This Strawberry-Picking Robot Gently Picks The Ripest Berries With Its Robo-Hand

In a greenhouse in Belgium, a small robot moves through rows of strawberries growing on trays suspended above the ground, using machine vision to locate ripe, flawless berries, then reaching up with a 3D-printed hand to gently pluck each berry and place it in a basket for sale. If it feels that a berry isn’t ready for harvest, the robot estimates the date it will be ready for it to return and pick it.

It’s a test of a system that Octinion, the R&D company building the robot, believes could replace traditional strawberry farming and harvesting:

In California, where tough immigration policies plus broader economic conditions mean the number of immigrant farmworkers is decreasing (and native-born workers don’t want the job), strawberry growers are finding it harder to find workers to harvest fruit. In the U.K., Brexit is making farm labor less appealing for Eastern European workers who used to do the job. Most developed countries are facing similar challenges with agricultural labor shortages.

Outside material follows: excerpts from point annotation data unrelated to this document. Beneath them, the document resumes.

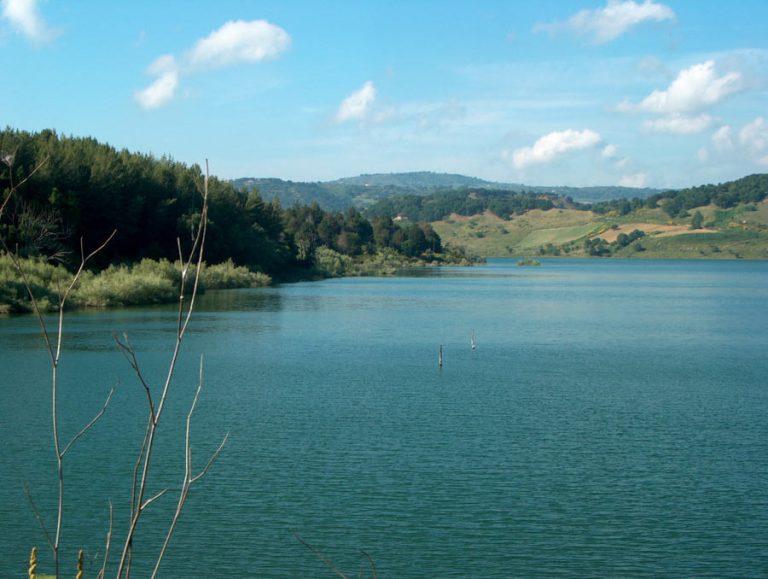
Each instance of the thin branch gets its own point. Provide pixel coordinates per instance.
(189, 480)
(184, 316)
(88, 426)
(38, 516)
(103, 570)
(151, 500)
(211, 460)
(319, 555)
(371, 563)
(127, 350)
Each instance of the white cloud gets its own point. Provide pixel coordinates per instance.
(694, 88)
(553, 145)
(163, 89)
(754, 136)
(239, 41)
(25, 18)
(357, 105)
(609, 151)
(637, 180)
(616, 18)
(723, 138)
(680, 124)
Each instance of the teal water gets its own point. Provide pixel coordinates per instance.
(612, 422)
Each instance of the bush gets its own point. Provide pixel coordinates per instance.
(227, 275)
(146, 283)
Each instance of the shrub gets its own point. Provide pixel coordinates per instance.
(227, 275)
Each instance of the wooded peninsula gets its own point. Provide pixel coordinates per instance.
(63, 196)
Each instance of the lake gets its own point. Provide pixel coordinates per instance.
(611, 422)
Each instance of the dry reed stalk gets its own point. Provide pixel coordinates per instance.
(33, 563)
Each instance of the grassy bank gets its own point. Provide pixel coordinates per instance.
(147, 282)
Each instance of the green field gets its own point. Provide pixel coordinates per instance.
(737, 233)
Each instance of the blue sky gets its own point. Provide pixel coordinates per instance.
(572, 92)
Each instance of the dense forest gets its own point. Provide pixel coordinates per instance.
(83, 190)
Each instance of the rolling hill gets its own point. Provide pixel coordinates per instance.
(364, 191)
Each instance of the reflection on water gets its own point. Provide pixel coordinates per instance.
(611, 422)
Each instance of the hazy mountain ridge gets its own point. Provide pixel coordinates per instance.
(364, 190)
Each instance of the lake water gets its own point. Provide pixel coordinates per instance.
(612, 422)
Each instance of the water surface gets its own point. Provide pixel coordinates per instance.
(611, 422)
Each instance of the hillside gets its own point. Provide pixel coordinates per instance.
(729, 220)
(364, 191)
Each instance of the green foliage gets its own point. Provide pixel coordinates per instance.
(146, 282)
(697, 221)
(47, 282)
(331, 263)
(227, 275)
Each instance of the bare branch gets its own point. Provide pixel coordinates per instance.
(151, 500)
(371, 563)
(189, 480)
(103, 570)
(88, 426)
(130, 354)
(211, 460)
(319, 555)
(38, 516)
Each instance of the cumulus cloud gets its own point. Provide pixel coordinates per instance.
(240, 41)
(24, 16)
(235, 42)
(554, 145)
(616, 18)
(357, 105)
(754, 135)
(694, 88)
(723, 138)
(609, 151)
(163, 89)
(750, 144)
(636, 180)
(680, 124)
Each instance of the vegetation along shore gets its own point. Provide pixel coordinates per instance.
(78, 191)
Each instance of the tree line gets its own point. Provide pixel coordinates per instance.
(83, 189)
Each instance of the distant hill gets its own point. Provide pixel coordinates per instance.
(365, 190)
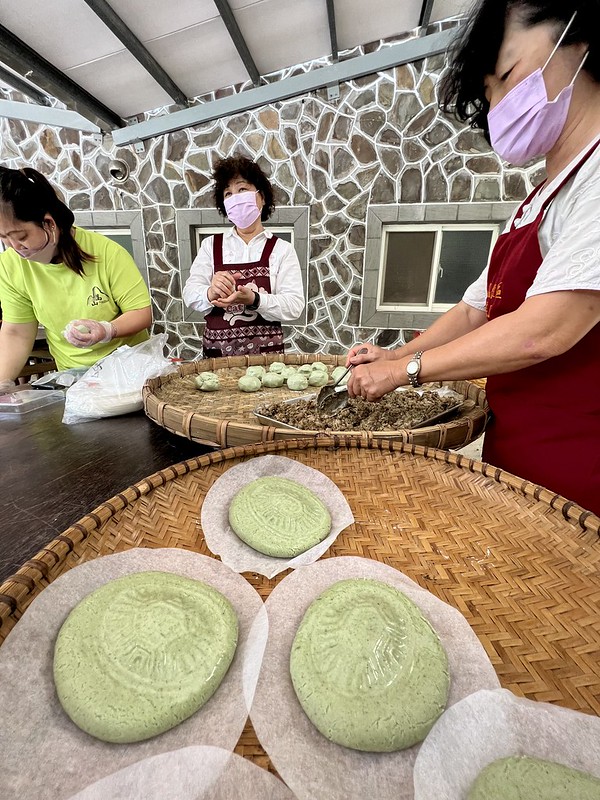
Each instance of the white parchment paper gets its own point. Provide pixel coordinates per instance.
(312, 766)
(43, 753)
(193, 773)
(222, 541)
(490, 725)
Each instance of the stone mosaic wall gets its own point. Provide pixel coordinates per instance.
(382, 142)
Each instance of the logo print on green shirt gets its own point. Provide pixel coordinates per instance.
(97, 297)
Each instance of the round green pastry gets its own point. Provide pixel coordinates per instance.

“Agricultural labor, at this point, is not sustainable, in the sense that it’s often people who come a long way–a few thousand kilometers–do that work, and after the season they go back, or people come over as immigrants and do that kind of job to get started, and afterwards move on to other, better jobs,” says Tom Coen, CEO of Octinion.

The robot is designed to work with “tabletop” growing systems, where strawberries are grown in trays, rather than in fields, because the industry is moving in this direction. [Photo: Octinion]

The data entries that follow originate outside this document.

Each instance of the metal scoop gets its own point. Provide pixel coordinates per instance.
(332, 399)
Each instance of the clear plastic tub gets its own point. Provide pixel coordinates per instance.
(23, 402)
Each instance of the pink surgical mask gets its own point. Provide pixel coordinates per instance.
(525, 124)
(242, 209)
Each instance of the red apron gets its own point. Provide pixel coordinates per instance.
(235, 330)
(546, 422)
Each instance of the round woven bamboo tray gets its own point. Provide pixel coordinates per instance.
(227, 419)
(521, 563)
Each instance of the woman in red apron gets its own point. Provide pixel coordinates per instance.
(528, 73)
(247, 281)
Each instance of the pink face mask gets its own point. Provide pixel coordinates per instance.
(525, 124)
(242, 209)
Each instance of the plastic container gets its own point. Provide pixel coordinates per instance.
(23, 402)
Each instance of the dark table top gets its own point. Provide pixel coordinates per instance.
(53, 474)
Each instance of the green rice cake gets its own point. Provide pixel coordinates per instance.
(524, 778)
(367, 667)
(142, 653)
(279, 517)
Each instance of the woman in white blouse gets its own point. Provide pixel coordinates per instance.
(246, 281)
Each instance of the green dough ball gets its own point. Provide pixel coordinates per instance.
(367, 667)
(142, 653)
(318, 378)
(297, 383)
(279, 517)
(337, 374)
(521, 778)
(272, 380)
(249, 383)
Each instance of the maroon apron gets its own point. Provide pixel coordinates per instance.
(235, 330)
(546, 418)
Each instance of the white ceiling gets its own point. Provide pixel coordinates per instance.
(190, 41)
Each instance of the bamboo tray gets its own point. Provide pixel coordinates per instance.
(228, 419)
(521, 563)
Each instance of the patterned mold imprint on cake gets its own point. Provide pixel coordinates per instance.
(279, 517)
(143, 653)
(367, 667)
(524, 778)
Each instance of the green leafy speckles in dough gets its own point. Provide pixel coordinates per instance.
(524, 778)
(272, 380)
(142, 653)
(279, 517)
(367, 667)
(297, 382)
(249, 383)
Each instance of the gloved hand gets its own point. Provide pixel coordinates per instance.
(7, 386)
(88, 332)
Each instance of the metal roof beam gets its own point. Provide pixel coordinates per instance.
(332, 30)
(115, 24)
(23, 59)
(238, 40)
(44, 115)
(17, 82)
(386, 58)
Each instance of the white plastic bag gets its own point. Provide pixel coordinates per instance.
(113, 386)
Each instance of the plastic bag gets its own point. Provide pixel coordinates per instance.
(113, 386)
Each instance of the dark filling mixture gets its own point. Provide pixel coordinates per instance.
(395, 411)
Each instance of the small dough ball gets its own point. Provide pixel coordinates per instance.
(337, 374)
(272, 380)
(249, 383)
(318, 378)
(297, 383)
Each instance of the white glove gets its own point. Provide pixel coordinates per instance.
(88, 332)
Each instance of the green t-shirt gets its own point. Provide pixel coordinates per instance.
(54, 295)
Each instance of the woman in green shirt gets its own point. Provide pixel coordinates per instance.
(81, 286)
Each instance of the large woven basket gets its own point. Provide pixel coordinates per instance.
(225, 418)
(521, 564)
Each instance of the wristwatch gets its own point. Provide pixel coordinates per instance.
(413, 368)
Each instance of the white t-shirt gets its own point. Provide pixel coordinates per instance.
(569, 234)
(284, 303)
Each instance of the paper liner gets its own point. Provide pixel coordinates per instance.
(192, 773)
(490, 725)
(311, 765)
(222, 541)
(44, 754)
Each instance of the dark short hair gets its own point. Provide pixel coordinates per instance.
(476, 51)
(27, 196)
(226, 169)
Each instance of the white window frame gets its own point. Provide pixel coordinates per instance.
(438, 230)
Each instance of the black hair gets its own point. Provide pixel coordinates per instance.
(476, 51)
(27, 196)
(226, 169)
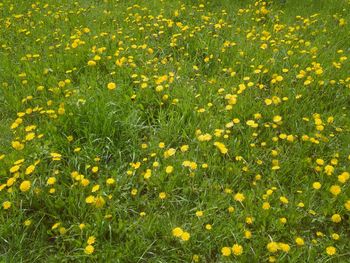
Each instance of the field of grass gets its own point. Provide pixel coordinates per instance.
(174, 131)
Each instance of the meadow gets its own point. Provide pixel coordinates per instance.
(174, 131)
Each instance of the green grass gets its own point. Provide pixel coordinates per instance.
(175, 65)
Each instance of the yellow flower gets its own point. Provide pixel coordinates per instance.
(237, 249)
(51, 181)
(335, 190)
(169, 169)
(91, 63)
(30, 169)
(316, 185)
(25, 186)
(89, 249)
(94, 169)
(100, 202)
(17, 145)
(266, 206)
(347, 205)
(177, 232)
(226, 251)
(6, 205)
(336, 218)
(222, 148)
(90, 199)
(284, 247)
(239, 197)
(199, 213)
(111, 86)
(162, 195)
(331, 250)
(277, 118)
(185, 236)
(272, 247)
(91, 240)
(110, 181)
(299, 241)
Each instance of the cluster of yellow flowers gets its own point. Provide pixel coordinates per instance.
(172, 108)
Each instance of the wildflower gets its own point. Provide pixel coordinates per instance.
(335, 190)
(226, 251)
(272, 247)
(237, 250)
(185, 236)
(331, 250)
(89, 249)
(336, 218)
(177, 232)
(6, 205)
(111, 85)
(299, 241)
(25, 186)
(239, 197)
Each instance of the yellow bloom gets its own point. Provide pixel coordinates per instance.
(237, 249)
(331, 250)
(17, 145)
(239, 197)
(177, 232)
(185, 236)
(335, 190)
(162, 195)
(51, 181)
(272, 247)
(299, 241)
(226, 251)
(6, 205)
(89, 249)
(91, 240)
(169, 169)
(25, 186)
(111, 86)
(336, 218)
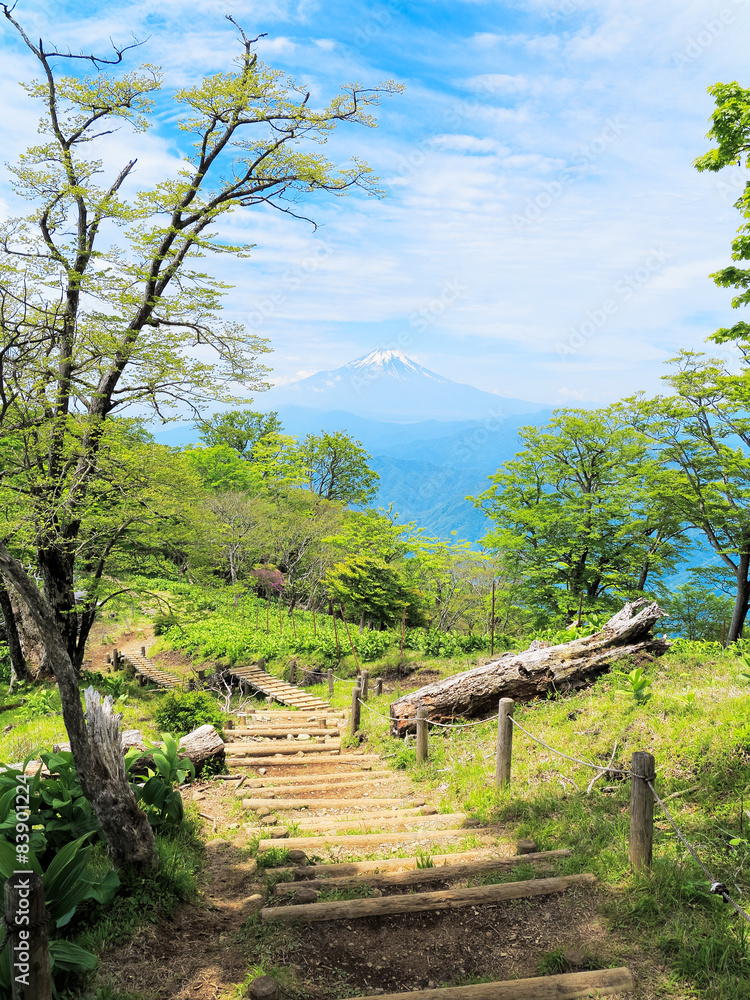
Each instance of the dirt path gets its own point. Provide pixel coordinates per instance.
(207, 950)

The new robot can pick one berry every five seconds; a human can do the job slightly faster, picking and packing a berry every three seconds. “We’re a bit slower, but we’re already economically profitable because the cost per berry is similar,” Coen says.

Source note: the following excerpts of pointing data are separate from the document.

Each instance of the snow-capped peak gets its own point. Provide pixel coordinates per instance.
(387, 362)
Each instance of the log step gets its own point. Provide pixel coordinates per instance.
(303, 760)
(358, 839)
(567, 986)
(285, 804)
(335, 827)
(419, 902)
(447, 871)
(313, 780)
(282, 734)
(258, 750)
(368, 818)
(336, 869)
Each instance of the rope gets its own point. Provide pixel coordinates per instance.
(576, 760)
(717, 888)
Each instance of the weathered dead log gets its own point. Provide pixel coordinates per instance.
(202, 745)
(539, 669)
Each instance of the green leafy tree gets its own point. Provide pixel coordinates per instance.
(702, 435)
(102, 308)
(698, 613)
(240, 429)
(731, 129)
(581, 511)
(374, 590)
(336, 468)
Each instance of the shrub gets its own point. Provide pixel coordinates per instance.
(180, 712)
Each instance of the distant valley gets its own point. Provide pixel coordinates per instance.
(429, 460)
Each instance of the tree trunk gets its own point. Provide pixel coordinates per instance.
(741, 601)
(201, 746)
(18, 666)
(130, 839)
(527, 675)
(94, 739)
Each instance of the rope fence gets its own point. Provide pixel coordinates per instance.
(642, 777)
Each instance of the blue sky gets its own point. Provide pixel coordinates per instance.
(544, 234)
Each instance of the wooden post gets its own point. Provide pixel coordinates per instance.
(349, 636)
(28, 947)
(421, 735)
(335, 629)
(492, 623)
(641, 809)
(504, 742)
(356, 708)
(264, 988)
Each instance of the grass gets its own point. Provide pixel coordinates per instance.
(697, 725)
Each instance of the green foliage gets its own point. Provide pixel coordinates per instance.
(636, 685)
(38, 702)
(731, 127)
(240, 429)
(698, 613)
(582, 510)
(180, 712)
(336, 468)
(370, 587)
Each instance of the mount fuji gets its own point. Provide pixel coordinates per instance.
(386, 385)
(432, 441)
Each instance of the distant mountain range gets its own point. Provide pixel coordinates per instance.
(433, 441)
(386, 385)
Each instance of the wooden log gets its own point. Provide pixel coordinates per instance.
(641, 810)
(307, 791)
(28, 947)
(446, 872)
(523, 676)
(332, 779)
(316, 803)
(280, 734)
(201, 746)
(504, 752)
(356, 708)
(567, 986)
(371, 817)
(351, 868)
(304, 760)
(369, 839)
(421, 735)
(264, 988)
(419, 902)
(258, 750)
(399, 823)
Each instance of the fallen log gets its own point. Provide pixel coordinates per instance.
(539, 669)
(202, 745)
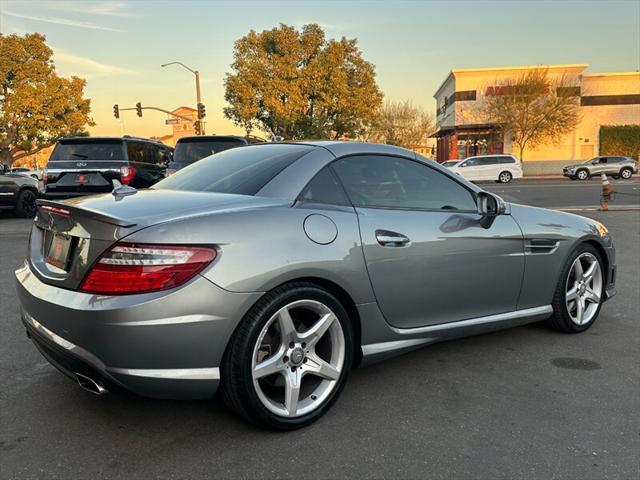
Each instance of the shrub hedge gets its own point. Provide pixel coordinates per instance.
(620, 140)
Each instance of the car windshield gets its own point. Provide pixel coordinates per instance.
(83, 151)
(239, 170)
(192, 150)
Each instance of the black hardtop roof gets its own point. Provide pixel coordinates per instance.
(81, 139)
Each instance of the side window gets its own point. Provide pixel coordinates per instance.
(135, 152)
(485, 161)
(393, 182)
(324, 188)
(151, 154)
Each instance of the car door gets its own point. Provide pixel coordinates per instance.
(430, 257)
(487, 168)
(599, 166)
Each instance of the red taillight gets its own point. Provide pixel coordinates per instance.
(59, 211)
(127, 174)
(139, 268)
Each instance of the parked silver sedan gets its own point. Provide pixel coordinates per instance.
(617, 167)
(270, 271)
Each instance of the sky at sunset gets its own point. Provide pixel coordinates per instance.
(118, 46)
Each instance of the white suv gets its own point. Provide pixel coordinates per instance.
(500, 168)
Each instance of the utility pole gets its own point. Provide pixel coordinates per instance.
(198, 99)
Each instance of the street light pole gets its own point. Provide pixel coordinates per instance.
(198, 99)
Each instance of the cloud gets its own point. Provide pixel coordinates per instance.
(61, 21)
(69, 64)
(111, 8)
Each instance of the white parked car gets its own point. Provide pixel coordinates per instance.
(500, 168)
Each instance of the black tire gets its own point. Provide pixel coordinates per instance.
(561, 320)
(26, 204)
(626, 173)
(237, 387)
(505, 177)
(582, 174)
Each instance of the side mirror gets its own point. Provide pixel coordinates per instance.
(490, 205)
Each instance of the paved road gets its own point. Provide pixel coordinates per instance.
(522, 403)
(567, 194)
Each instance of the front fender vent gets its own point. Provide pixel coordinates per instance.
(540, 246)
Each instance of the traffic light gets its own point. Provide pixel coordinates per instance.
(201, 112)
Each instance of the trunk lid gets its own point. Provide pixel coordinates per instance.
(69, 236)
(85, 177)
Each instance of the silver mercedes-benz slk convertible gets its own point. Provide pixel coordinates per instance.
(270, 271)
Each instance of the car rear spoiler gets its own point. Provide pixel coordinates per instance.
(65, 209)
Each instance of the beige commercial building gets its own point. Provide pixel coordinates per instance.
(605, 99)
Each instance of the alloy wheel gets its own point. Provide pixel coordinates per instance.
(298, 358)
(584, 288)
(505, 177)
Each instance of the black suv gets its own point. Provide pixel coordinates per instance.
(88, 165)
(18, 192)
(191, 149)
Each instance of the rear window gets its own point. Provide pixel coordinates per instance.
(240, 170)
(190, 151)
(83, 151)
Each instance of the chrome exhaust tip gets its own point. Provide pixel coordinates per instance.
(90, 385)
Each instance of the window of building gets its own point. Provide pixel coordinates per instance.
(380, 181)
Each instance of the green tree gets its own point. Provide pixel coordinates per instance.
(401, 124)
(533, 108)
(37, 106)
(298, 84)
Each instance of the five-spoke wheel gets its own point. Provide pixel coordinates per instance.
(298, 358)
(580, 291)
(289, 358)
(505, 177)
(584, 287)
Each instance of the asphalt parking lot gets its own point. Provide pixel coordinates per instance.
(521, 403)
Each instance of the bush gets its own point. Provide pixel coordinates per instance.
(621, 140)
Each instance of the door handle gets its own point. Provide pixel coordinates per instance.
(391, 239)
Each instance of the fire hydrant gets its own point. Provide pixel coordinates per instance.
(607, 192)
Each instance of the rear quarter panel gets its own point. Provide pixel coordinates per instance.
(542, 270)
(260, 249)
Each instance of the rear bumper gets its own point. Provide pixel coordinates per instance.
(162, 346)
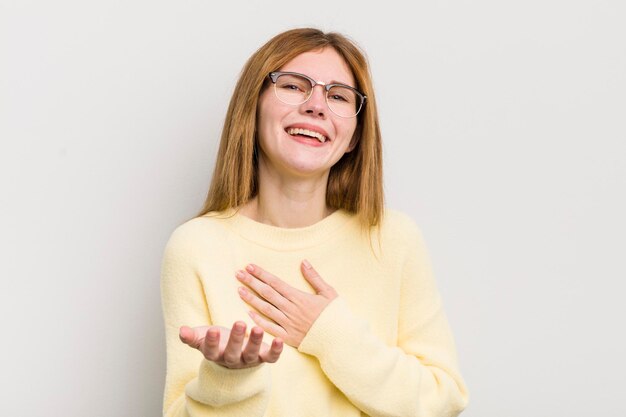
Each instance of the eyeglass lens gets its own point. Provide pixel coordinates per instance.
(295, 89)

The company began designing the robot based on cost constraints, and other specific requirements for strawberries. The stem, for example, shouldn’t stay on the berry when it’s picked, because it could poke other sensitive fruit in the basket. When the berries go in the packaging, more red should show than green berry tops, to attract customers. The robot’s vision system can accomplish this.

When the berries go in the packaging, more red should show than green berry tops, to attract customers. The robot’s vision system can accomplish this.

The robot is designed to work with “tabletop” growing systems, where strawberries are grown in trays, rather than in fields, because the industry is moving in this direction. In Europe, greenhouse-grown strawberries are already standard. In California, which produces most of the strawberries eaten in the United States, major producers such as Driscolls are also beginning to move to tabletop growing systems, because the height is better both for robots and for people who would otherwise hunch over low plants growing in a field. (Driscolls has been testing another strawberry-picking robot, called Agrobot, which can harvest multiple berries at once but is rougher on the fruit; Octinion’s device automatically calculates whether it could possibly bruise a berry, and if so, doesn’t pick it).

In addition to making berries easier to pick, growing them in a tabletop system saves water because only a small amount of soil around the plant needs to get wet, and it makes it possible to grow more fruit in the same amount of space. Vertical farming systems–some of which are figuring out how to grow strawberries–can grow even more food in a small footprint, and the robot could be adapted to move up and down high walls filled with fruit.

As the world continues to become more urbanized, Coen believes that more vertical farming is inevitable, and the robot could help make it economical. “Something like 80% of the strawberry production in the U.S. comes from California, which means if you eat a strawberry in New York it has been on a truck for something like two days. So both ecologically and economically, that’s not really okay.”

The robot is currently nearing the end of development as the company tests it in collaboration with Belgium’s Research Center of Hoogstraten. Octinion will begin pilot testing with strawberry farmers in 2018, and the company plans to begin selling it in 2019. It also plans to begin adapting the robot to pick other produce like peppers, tomatoes, and cucumbers. “We’re focusing on everything that can be grown in a greenhouse,” Coen says.